Pellot-Rosa v. City of Richmond

By JUDGE ROBERT L. HARRIS, SR.

The defendant, City of Richmond, has moved for summary judgment on the grounds that the notice required by Section 8.01-222 of the Code of Virginia was insufficient as to the place of injury, thereby depriving the city the opportunity to carry out the purposes of the statute. The parties have agreed that the discovery deposition of James A. St. Pierre, Chief of the Bureau of Facilities Maintenance, Department of Recreation and Parks for the City of Richmond, may be considered by the court in deciding the motion for summary judgment.

The court concludes that the notice was sufficient to enable the city to carry out the purposes of the statute, and denies the motion for summary judgment.

Facts Presented

The plaintiff alleges that while playing on the basketball court at the Swansboro playground he slipped and fell and was injured. As a result of the injury, the plaintiff claims large medical expenses for knee surgery, permanent injuries and pain, loss of income now and in the future, "and other damages."

*139Notice was timely made in writing to the City of Richmond stating that plaintiff was injured "at Swansboro Playground, on June 4, 1985." In the caption of that notice, the location of Swansboro Playground was given as 34th and Stockton Streets.

Parties agree that the location of the Swansboro Playground is not at 34th and Stockton Streets, but is at 31st and Stockton (or Swansboro Lane and Logandale Avenue. The two corners are on the same block.) The city has pointed out that there is a Swansboro School in the same neighborhood, at 31st and Midlothian Turnpike, approximately five blocks distant from the Swansboro Playground. There is a playground, without basketball goals, at the Swansboro School.

Discussion

The statute requires notice in writing to the city "of the time and place at which the injury is alleged to have occurred." In cases decided on this point, the Supreme Court of Virginia has held that while "the statute should be construed liberally and substantial compliance with its terms is sufficient," "when a notice wholly fails to state where an accident occurred, such an omission cannot be remedied by statutory construction." Town of Crew v. Marler, 208 Va. 109, 112-13 (1984).

The issue raised here is whether the city officials were notified where the accident occurred with sufficient clarity to enable the city to carry out the purposes of the statute. The language quoted from Marler includes the word "wholly," which would distinguish, at least in part, that case from the facts presented here. In Marler the place was given only implicitly (the injury was "a result of defective sidewalk conditions in your town.") Here the place of injury is stated correctly in the notice, with additional and erroneous information included in the caption of the letter. The erroneous information, 34th Street rather than 31st Street, places the playground four blocks west of the correct location, but not in the direction of the Swansboro School Playground.

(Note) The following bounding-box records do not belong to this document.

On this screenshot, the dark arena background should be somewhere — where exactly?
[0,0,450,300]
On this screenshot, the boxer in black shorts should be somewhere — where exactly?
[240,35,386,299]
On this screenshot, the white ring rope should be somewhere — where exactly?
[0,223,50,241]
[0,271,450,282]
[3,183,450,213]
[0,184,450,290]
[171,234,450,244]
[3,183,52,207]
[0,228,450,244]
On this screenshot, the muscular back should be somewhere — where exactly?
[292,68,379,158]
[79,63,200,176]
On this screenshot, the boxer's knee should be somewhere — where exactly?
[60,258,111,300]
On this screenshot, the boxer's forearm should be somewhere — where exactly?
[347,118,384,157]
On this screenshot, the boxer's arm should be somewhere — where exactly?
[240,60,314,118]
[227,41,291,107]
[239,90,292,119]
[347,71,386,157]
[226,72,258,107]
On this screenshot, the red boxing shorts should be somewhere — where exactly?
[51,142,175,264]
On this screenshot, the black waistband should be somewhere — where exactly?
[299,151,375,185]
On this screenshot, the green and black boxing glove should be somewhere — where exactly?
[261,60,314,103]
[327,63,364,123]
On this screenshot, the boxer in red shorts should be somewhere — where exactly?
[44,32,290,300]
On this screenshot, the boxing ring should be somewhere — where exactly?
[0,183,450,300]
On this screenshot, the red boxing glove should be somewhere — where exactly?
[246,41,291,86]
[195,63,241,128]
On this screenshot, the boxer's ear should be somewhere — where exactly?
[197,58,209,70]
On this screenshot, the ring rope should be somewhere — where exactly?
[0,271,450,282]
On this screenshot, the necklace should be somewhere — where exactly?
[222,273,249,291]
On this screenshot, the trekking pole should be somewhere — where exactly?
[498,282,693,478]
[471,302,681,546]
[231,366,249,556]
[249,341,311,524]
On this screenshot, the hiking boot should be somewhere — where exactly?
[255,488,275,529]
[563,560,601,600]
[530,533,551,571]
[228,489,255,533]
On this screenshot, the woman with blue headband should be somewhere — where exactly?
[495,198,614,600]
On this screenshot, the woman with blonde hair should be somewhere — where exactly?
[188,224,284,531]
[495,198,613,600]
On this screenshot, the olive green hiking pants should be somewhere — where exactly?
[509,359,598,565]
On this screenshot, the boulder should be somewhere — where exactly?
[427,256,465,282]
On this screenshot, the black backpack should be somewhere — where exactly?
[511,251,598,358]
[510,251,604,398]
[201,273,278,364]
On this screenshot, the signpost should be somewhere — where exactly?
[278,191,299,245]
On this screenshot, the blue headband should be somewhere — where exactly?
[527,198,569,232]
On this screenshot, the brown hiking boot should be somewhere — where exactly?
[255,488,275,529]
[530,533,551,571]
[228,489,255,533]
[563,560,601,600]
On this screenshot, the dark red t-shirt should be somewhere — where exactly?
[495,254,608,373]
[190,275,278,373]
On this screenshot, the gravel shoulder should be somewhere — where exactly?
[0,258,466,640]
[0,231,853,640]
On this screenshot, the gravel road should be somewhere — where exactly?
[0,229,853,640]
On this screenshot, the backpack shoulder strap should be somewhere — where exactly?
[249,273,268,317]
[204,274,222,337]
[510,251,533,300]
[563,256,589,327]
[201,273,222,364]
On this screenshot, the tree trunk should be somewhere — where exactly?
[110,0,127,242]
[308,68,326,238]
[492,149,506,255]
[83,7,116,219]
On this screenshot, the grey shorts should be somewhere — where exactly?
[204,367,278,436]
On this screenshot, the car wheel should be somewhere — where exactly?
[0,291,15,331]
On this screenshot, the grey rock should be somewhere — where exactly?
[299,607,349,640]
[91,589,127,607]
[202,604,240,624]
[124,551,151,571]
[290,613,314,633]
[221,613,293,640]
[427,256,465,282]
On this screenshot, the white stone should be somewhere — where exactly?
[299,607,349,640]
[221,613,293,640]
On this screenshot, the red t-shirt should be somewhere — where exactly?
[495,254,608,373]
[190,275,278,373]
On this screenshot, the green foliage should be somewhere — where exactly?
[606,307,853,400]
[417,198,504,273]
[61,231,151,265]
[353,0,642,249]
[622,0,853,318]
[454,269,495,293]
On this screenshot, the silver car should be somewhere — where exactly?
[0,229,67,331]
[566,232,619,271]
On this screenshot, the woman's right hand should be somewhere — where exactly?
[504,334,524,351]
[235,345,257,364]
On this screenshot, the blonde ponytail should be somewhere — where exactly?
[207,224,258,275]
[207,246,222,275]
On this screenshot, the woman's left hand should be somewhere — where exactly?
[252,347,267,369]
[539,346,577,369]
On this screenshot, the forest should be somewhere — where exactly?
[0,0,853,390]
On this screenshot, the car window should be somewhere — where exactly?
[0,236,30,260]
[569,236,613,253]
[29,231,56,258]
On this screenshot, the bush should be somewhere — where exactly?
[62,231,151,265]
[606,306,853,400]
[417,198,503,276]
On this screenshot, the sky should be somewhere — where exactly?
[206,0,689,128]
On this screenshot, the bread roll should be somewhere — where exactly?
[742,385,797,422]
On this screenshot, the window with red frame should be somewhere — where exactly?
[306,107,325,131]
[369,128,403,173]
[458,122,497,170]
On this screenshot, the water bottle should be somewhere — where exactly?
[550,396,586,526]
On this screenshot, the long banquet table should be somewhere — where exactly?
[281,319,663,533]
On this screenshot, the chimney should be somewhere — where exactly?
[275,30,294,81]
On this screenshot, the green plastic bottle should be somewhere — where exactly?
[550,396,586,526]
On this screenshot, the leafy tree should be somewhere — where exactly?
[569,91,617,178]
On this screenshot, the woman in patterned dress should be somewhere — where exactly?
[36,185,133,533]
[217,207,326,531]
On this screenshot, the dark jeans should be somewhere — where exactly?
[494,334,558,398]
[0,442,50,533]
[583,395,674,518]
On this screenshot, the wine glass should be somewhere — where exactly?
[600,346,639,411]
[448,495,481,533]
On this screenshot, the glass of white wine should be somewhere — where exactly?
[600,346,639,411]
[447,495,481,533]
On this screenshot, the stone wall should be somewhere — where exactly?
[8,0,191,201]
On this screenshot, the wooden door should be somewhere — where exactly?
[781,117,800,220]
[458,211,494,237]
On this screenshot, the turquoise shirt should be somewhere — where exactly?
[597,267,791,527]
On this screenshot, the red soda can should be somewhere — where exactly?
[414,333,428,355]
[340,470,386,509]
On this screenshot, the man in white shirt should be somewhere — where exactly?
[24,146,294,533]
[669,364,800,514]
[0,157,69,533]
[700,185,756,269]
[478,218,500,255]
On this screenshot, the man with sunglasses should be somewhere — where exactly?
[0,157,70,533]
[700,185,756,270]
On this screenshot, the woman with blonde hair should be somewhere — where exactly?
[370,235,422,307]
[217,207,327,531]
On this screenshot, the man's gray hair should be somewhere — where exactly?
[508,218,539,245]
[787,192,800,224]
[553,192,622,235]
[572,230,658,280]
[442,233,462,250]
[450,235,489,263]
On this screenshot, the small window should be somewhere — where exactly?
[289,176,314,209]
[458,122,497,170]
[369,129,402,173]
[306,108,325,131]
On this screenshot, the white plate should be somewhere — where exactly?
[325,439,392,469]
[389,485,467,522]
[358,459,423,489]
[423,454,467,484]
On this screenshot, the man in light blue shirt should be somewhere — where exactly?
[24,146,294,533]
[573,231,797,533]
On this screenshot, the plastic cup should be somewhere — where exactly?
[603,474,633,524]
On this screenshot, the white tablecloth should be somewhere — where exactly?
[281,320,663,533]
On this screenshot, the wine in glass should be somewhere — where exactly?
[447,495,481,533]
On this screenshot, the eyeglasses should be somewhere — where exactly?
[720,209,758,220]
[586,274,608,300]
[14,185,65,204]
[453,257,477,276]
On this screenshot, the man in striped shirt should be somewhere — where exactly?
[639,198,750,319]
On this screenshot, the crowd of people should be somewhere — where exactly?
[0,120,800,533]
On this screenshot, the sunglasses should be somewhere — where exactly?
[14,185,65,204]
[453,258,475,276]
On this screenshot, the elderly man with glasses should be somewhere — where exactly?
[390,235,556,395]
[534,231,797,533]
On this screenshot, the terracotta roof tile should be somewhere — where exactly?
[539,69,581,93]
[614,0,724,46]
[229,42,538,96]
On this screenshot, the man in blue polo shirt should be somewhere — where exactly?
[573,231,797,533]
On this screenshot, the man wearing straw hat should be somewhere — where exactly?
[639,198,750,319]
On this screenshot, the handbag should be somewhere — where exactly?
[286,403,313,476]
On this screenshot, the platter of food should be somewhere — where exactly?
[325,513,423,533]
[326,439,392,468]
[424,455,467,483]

Marler does not appear to control this case. There no place was given; here place was given. The guidance in published opinions of the Supreme Court of Virginia *140requires the trial court to decide whether the plaintiff’s notice complied with the statute so as to effect the purposes the General Assembly had in mind. Those purposes involve providing the municipal government with information necessary to take corrective action, to conduct a prompt investigation of the claim, and if appropriate, effect a prompt settlement and avoid the expense of litigation.

If the city’s employees had moderate difficulty identifying the location of the injury, such as would be the case if there were basketball goals at ambiguously described playgrounds, there may have been some merit to the defendant’s grounds. But here no evidence of actual confusion has been presented to the court.

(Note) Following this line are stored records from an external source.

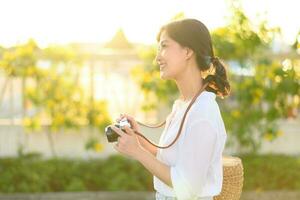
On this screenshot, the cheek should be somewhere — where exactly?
[170,53,185,75]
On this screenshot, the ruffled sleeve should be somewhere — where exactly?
[170,119,217,200]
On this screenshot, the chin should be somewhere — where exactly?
[160,72,170,80]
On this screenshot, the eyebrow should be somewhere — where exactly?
[160,39,169,43]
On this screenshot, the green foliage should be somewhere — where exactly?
[133,3,300,152]
[0,156,153,193]
[240,154,300,191]
[0,154,300,193]
[0,40,111,153]
[0,40,39,77]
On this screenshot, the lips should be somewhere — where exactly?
[159,63,166,70]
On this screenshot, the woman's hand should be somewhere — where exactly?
[111,125,143,159]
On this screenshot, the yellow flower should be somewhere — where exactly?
[231,110,241,118]
[94,143,104,152]
[264,133,274,141]
[276,130,283,136]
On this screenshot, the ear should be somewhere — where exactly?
[184,47,194,60]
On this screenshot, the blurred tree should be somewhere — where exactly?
[132,3,300,152]
[0,40,111,156]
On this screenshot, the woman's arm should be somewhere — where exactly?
[135,148,173,187]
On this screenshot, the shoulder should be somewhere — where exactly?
[189,91,219,120]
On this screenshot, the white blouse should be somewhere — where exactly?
[153,91,227,200]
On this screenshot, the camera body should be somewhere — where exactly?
[105,117,131,142]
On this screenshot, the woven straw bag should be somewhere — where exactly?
[214,156,244,200]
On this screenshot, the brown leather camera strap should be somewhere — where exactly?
[134,83,208,149]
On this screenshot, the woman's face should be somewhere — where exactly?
[155,31,186,80]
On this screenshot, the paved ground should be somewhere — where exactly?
[0,191,300,200]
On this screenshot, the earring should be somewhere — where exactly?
[201,63,216,79]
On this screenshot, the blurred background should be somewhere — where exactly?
[0,0,300,199]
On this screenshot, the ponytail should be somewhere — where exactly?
[202,56,230,98]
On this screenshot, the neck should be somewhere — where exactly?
[175,64,203,101]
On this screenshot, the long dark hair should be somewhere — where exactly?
[156,19,230,97]
[135,19,230,149]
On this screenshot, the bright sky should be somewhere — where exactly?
[0,0,300,46]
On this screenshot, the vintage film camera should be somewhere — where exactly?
[105,117,131,142]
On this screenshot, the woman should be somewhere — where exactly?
[112,19,230,200]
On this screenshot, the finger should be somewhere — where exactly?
[113,144,120,152]
[111,125,126,137]
[124,125,134,135]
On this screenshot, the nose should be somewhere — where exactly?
[155,51,161,64]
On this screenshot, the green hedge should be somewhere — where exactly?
[0,155,300,193]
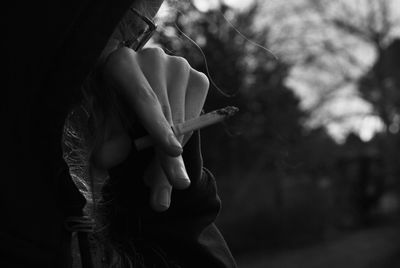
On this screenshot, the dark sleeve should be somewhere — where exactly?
[106,133,236,268]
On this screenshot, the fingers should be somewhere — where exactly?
[180,68,210,145]
[137,48,190,189]
[104,48,182,156]
[157,151,190,190]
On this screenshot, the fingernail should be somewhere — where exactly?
[175,166,190,189]
[157,188,170,208]
[168,134,183,155]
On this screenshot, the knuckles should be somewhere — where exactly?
[189,69,210,94]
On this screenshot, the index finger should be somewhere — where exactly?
[104,48,182,156]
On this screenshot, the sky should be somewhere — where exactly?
[159,0,400,142]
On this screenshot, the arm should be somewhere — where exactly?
[104,48,209,211]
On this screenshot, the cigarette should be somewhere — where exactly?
[134,106,239,151]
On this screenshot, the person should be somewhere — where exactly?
[61,1,236,267]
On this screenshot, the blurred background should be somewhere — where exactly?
[155,0,400,268]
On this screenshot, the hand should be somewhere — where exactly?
[104,48,209,211]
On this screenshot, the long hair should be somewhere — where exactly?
[63,1,173,268]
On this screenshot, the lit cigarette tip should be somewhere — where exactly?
[216,106,239,117]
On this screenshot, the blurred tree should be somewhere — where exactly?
[156,2,346,250]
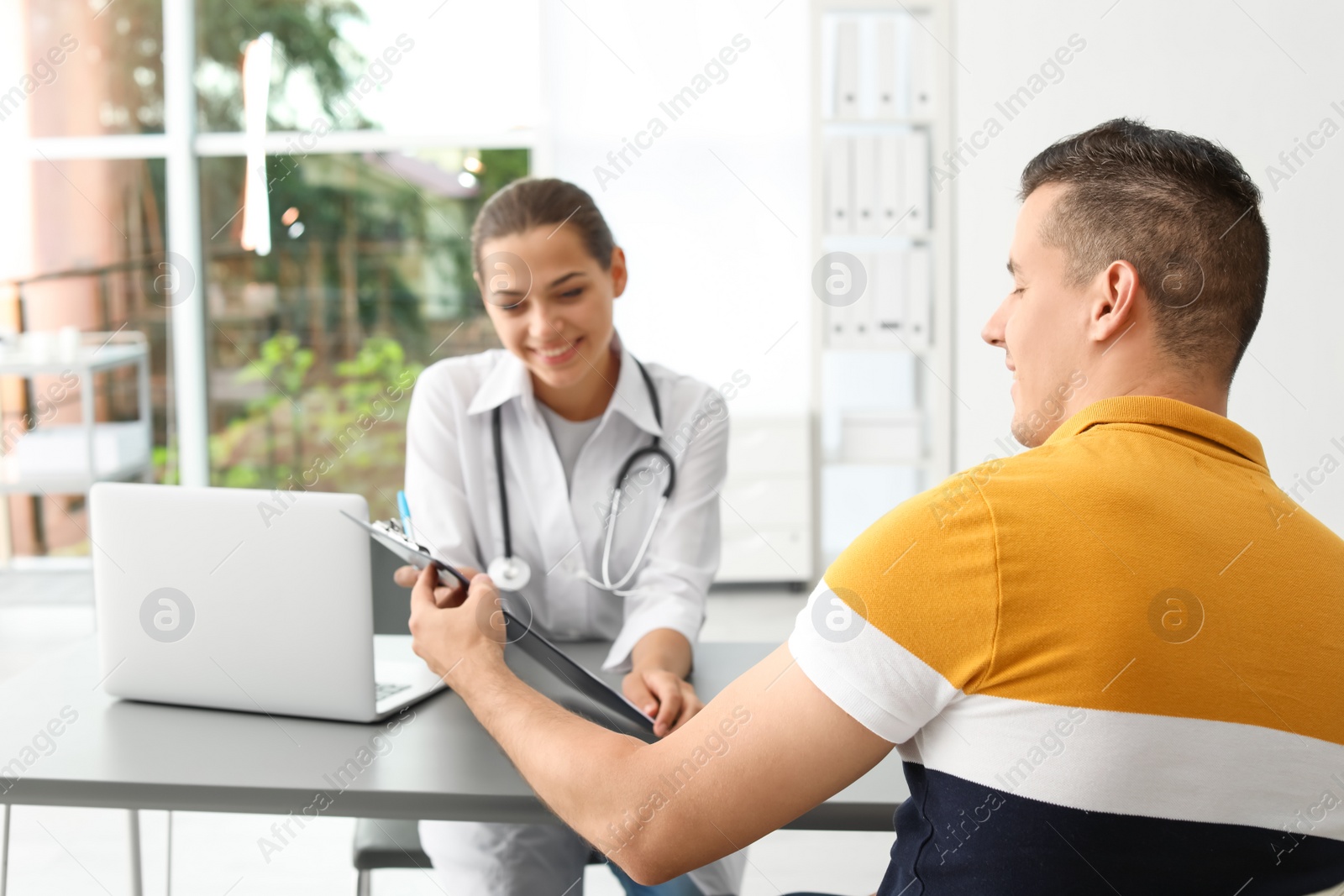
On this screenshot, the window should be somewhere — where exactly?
[0,0,539,560]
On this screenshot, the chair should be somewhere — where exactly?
[354,818,606,896]
[354,818,432,896]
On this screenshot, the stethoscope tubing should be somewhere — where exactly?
[491,356,676,596]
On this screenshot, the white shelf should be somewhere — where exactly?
[811,0,956,558]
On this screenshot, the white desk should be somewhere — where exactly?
[0,639,909,885]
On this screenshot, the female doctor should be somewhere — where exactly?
[396,180,746,896]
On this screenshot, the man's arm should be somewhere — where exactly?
[412,563,892,884]
[621,629,704,737]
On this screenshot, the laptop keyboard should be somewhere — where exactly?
[374,681,410,703]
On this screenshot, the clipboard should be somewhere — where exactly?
[341,511,654,739]
[341,511,472,589]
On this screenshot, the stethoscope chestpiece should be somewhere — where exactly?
[486,558,533,591]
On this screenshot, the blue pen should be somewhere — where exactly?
[396,491,415,542]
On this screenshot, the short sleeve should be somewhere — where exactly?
[789,462,999,743]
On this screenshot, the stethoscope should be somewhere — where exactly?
[486,356,676,596]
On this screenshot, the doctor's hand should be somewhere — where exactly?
[621,665,704,737]
[410,567,506,688]
[392,565,481,607]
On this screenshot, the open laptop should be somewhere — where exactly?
[89,482,444,721]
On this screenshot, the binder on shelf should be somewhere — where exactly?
[872,251,909,349]
[872,16,902,118]
[900,130,930,233]
[876,134,910,237]
[835,18,858,118]
[902,246,932,352]
[906,15,941,118]
[825,253,878,349]
[852,136,885,233]
[825,137,853,233]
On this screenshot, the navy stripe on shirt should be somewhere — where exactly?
[878,762,1344,896]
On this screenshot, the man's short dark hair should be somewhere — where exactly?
[1021,118,1268,380]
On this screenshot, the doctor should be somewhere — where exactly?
[396,180,746,896]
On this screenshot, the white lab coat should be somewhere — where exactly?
[406,340,746,896]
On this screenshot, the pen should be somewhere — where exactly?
[396,490,415,542]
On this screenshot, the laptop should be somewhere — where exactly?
[89,482,444,721]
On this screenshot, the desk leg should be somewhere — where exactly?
[0,804,9,896]
[164,809,172,896]
[126,809,144,896]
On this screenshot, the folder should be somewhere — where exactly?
[902,246,932,352]
[900,130,930,235]
[872,251,909,349]
[876,134,910,237]
[874,16,900,118]
[825,137,853,233]
[835,18,858,118]
[852,136,885,233]
[906,15,942,118]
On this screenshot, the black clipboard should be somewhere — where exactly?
[341,511,654,736]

There is an issue not raised by counsel that further supports the court’s decision to deny the motion for summary judgment. If the notice as given caused the city to act, the notice may be sufficiently in compliance with the statute to be valid. While neither receiving a defective notice, nor examining the facts, will be a waiver, if the city acted on such notice there will be a waiver. Bowles v. City of Richmond, 147 Va. 720, 731 (rehearing 1926). Here there may have been some corrective action taken by the city that would constitute a waiver of notice as discussed in Bowles, but from the information available in Mr. St. Pierre’s deposition it appears that the only maintenance was done at the Swansboro School Playground. From the interrogatories it appears that no maintenance was performed at the Swansboro Playground after the alleged injury on June 4, 1985. (A basketball net rim was installed May 22, 1985.)

If there be action, notice is found to statutorily sufficient (Bowles at 728). If there be no action, notice must be proper, i.e., correct in every detail. (Id.) The court concludes there was a "correct" place in the plaintiff’s notice if the city knew from that information where the alleged injury occurred. Because Mr. St. Pierre went to the departmental playground based on the notice, the place description appears to have been "correct." The motion is therefore denied.